Stumbled upon this while looking for something else...
Asking the scientists in the group - is there any merit?
Is it possible according to this theory that AIDS could be treated prophylactically by NAC, Vascepa, or 2-73?
The first and only study which supports the prediction of our theory – that AIDS can be prevented and treated by stopping exposure to the oxidising risk factors and by using “currently available therapeutic [antioxidants in general and SH-containing, in particular] substances” was conducted by Leonore and Leonard Herzenberg and their colleagues from Stanford University. First they sought data to show a relationship between SH concentration (reduced glutathione, GSH) and survival in AIDS patients. They showed “that GSH levels are lower in subjects with CD4 T cell counts below 200/µl (CD4<200) than in subjects at earlier stages of HIV disease: that among subjects with CD4<200, lower levels of GSB [glutathione-S-bimane fluorescence = a measure of the intracellular GSH concentration] predict decreased survival; and that the probability of surviving 2-3 years increases dramatically as GSB levels approach normal range”.36
Second they conducted a randomised, double-blind placebo-controlled trial to determine if the GSH can be replenished by oral administration of N-acetylcysteine (NAC) for 8 weeks. They showed that NAC increased whole blood GSH levels and the effect was more effective in the subjects who had the lowest levels at the start of the trial. After 8 weeks all patients were offered open-label NAC for up to 8 months. Although the study was not specifically designed to discover the effect of NAC on survival they reported “To our surprise, given the relatively short time (8-32 weeks) that NAC was administered, we found that NAC ingestion was associated with substantially longer survival…The association of prolonged survival in the oral administration of NAC in this study is very dramatic…[our study] established GSH as a key determinant of survival in HIV disease”.37
According to these researchers their study “established GSH deficiency as a key determinant of survival in HIV disease”. They further commented “Therefore, our findings basically argue for the initiation of a placebo-controlled trial designed specifically to determine the therapeutic value of NAC in AIDS and/or that of other GSH-replenishing drugs. Since NAC is nontoxic and could be used where medical services are limited, our findings indicate that such a trial should be initiated as soon as possible. Other pharmaceuticals that replenish GSH should also be tried for the same purpose. In any event, the poor survival that we have demonstrated in GSH-depleted subjects with AIDS underscores the importance of finding ways to replenish GSH in these individual and ways to prevent GSH depletion in the disease…However, HIV-infected individuals would be better served if we could identify the mechanisms that underlie the GSH depletion and intervene, if possible, to prevent its occurrence. If ways could be found to do this on a long-term basis, HIV disease progression might be controlled in a way that would prevent the worst aspects of the disease…At a more immediate level certain rather simple precautions might help to slow the progress of HIV disease. Since studies presented here associate GSH depletion oxidative stress with poor survival in AIDS, we believe that HIV-infected individuals should avoid excessive exposure to sun and UV irradiations and excessive use of drugs such as acetaminophen (Tylenol) [paracetamol] that are known to deplete GSH. Physicians treating HIV-infected individuals should similarly consider exercising caution in prescribing formulations or recommending over-the-counter preparations containing such GSH-depleting drugs. These conservative measures could eliminate some of the more accessible causes of GSH depletion and thus could potentially prevent decrease of GSH to the level that predicts death within the following 2 years”.37
Although there are numerous publications on “oxidative stress” and HIV and AIDS, and billions of dollars spent to deploy a large number and variety of drugs to treat HIV/AIDS patients (over 30 are approved at present), no HIV expert has thought it worthwhile to initiate a trial “as rapidly as possible” of the readily available, relatively non-toxic and inexpensive substances such as NAC or other SH containing compounds which the Herzenbergs urged in 1989 and we advocated at the beginning of the AIDS era.

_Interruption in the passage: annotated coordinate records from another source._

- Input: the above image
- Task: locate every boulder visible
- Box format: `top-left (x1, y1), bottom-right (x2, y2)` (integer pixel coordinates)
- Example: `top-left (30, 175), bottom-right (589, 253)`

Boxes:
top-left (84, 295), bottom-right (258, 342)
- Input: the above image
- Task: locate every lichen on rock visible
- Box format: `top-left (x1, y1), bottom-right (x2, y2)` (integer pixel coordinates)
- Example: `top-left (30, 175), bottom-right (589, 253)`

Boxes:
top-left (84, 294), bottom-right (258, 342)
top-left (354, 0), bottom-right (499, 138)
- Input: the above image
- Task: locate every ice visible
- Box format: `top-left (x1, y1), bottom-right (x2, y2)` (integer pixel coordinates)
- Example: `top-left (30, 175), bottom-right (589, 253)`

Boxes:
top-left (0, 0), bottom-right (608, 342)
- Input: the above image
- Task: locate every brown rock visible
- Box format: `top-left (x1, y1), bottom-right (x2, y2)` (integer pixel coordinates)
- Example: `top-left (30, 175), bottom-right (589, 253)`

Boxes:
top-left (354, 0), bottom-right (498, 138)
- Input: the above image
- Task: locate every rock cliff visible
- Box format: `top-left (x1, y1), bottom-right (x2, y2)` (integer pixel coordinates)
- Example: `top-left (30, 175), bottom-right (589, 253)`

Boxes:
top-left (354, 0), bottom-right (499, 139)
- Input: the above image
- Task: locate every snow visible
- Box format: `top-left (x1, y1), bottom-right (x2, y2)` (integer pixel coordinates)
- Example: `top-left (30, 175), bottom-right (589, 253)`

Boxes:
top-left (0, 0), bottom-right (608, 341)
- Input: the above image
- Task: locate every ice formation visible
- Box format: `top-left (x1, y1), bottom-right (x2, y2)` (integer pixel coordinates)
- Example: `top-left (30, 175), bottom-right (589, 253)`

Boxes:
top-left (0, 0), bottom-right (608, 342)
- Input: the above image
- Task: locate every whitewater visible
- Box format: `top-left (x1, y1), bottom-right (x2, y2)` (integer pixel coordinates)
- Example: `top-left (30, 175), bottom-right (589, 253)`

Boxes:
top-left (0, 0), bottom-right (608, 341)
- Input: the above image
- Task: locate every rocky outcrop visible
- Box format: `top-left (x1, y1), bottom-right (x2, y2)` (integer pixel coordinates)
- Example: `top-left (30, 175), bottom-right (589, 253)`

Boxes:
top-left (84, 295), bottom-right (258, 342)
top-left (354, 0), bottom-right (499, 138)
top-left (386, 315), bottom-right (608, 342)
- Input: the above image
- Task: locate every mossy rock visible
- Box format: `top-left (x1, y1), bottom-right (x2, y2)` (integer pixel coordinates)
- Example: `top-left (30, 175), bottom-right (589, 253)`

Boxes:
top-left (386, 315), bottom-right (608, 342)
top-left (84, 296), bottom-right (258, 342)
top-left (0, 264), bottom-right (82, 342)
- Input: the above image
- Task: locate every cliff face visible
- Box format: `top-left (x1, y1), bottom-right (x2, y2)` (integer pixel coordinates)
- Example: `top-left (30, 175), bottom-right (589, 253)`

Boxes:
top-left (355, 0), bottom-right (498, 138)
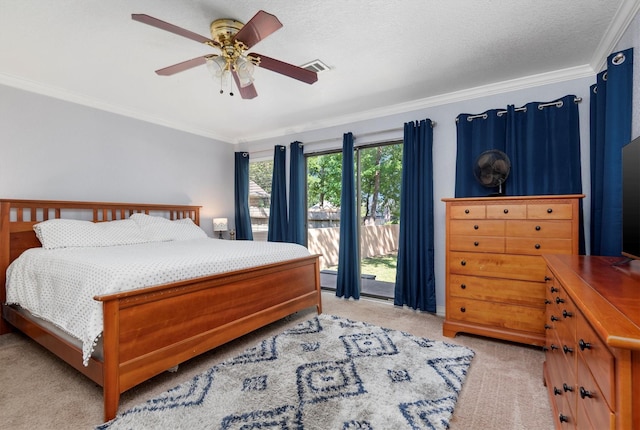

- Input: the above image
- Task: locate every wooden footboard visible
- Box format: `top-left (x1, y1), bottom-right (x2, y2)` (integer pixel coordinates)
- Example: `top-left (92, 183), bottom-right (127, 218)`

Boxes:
top-left (0, 200), bottom-right (322, 420)
top-left (96, 256), bottom-right (322, 420)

At the time of writing a Medline search using the keywords [HIV and redox] resulted in 654 publications. Our hypothesis, Reappraisal of AIDS--is the oxidation induced by the risk factors the primary cause? 25th March 1988 is listed 654, that is, the first such publication on record at the National Library of Medicine. Although we were the first to propose a noninfectious redox theory of AIDS and identified the cause and “the mechanism that underlie[s] the GSH depletion” and thus to point the way “to prevent its occurrence” and its treatment, for reasons upon which we can only speculate, with one exception,38 no one refers to our numerous publications on this subject. This applies even to Dröge and the Herzenbergs although both were made aware of our work. It is also astonishing to read the scope of the Herzenbergs’ preventative measures: avoid UV exposure and paracetamol, as if these constituted the lion’s share of GSH depleting agents to which the AIDS risk groups are exposed.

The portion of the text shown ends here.